Today we conclude, with Vespers, the Christmas Season’s and begin our entrance into Ordinary Time, where the color green replaces the white vestments of Christmastime and all the flowers and the colorful explosion of festivities that is Christmas. In this last feast of Christmastime, we hear in the words of Isaiah the importance of the call of Baptism—and Isaiah’s ancient words should both resonate with us today and be of equal if not greater applicability to our modern lives.
In our first reading we hear these powerful words from the prophet: “I, the LORD, have called you for the victory of justice, I have grasped you by the hand; I formed you, and set you as a covenant of the people, a light for the nations, to open the eyes of the blind, to bring out prisoners from confinement, and from the dungeon, those who live in darkness.”
In this we hear that our God is connected to us and holds us, as the prayer goes, “in the palm of His hands.” For us today, we can take this meaning to extend to the Sacrament of Baptism, where we know that on that day of the Sacrament God is not loving us for the first time but that He already knows us—and loved us—before we were formed in our mother’s womb. But on our baptism, we are given an indelible mark, a supernatural grace from God that enables us, when formed in faith especially by our parents and family that we able to freely choose to love God back through the way we “minister to Him as we minister to others.” (EPII) God holds our hands.
Holding hands can be both reassuring and uncomfortable. Think of the first time you held your date’s hand or when you were unexpectedly asked to hold someone’s hand during the Our Father at Mass? Or, think back to when you were a little child and someone grasped your hand to walk you across a busy street or along the route to school? One is oddly uncomfortable, the other very reassuring. Now think how our loving God takes hold of our hands, walks with us on our faith journey, calls us to be His adopted daughter or son, and invites us to partner with Him in carrying for one who is hungry and without food, wandering without shelter, or feels
abandoned in the midst of loss and grief. Isaiah reminds us that God is with us—He is Emmanuel, God with us until the end of the age.

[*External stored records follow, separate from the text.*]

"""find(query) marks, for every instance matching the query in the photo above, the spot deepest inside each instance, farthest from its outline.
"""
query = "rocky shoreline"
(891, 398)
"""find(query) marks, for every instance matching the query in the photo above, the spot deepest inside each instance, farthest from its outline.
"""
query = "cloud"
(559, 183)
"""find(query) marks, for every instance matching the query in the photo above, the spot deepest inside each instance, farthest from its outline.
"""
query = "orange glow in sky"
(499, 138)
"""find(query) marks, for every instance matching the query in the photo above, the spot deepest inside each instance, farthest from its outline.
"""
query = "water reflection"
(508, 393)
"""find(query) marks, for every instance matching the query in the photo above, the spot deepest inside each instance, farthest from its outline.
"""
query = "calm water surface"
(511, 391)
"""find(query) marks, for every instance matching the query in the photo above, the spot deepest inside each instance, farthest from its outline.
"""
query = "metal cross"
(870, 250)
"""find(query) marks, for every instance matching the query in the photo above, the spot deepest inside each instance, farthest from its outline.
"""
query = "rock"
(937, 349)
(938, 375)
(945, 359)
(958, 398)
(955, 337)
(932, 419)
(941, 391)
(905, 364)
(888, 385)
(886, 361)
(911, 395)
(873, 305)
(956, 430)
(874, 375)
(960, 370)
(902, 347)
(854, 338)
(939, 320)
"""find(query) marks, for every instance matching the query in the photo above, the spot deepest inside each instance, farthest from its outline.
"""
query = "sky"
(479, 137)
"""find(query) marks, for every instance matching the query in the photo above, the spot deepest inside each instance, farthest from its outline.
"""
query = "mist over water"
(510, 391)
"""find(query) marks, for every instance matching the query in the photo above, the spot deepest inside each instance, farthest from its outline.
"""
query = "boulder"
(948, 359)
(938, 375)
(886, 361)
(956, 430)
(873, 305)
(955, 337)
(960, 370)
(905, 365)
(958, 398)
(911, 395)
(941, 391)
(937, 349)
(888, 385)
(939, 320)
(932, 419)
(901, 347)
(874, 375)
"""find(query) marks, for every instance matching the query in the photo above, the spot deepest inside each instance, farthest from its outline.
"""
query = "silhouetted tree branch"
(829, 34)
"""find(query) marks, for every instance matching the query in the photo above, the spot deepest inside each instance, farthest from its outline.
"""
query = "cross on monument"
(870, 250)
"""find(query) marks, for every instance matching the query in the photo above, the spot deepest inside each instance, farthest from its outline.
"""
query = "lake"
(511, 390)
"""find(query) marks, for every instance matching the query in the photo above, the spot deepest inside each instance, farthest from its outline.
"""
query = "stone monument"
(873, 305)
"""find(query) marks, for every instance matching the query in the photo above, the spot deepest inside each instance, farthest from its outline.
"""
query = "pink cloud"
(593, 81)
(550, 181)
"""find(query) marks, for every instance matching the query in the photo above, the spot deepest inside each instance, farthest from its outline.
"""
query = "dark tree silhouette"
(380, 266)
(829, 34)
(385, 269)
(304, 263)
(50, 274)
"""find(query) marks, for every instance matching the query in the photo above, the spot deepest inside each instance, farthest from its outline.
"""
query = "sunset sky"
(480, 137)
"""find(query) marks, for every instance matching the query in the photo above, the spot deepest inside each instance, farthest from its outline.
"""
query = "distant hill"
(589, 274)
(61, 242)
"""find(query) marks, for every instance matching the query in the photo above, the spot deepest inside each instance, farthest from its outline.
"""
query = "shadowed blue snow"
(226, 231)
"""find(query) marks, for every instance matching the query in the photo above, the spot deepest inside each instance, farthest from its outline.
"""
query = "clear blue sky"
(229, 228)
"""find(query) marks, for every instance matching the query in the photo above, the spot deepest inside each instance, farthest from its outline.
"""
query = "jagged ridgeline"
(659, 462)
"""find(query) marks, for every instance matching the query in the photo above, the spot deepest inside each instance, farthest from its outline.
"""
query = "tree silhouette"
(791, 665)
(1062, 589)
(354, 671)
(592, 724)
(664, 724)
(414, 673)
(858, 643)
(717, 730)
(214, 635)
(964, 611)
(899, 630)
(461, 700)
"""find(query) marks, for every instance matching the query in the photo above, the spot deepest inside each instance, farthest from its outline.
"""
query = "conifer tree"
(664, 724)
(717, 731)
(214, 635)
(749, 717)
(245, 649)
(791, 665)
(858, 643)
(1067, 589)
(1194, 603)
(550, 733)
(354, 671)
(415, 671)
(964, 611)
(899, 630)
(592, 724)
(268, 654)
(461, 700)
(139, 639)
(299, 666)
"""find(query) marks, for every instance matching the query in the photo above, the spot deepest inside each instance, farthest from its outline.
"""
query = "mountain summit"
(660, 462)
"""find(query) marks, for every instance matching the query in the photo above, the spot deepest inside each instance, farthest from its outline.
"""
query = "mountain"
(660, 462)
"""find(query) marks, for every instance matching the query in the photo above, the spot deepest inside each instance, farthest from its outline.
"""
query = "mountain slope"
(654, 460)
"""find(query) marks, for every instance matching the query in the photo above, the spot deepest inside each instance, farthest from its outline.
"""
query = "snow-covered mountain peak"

Today the Lord Himself is baptized by John and the Holy Spirit—God anoints Him and calls Him to spread the Gospel of Salvation to the whole world (known world at that time) and now with the gift of Baptism given to us all, as we are now called—by Baptism—to spread the gift of salvation, the Good News of the Gospel to our known world—in our time and place.
How do we understand the Sacrament of Baptism? What is its meaning in our faith and to what are we commanded to do? From my personal experience as a priest, for some it is a ritual, basically cute and something done to please “nana or gampy or mom or dad—or maybe to make sure the child can one day be married in the Church.” For many it is a deeply spiritual and meaning Sacrament meant to enable the child to one day grow closer to God and to serve God in-and-through the Church so that the gift of eternal life is made more real (not that we “earn” heaven but that in choosing and following Christ we align our wills to His Will and so carry out
His righteous mission in our families, the Church and community. In the Acts of the Apostles reading today we hear Peter instruct us that the Word of God sent to Israel informs us “…that beginning in Galilee after the baptism that John preached, how God anointed Jesus of Nazareth with the Holy Spirit and power.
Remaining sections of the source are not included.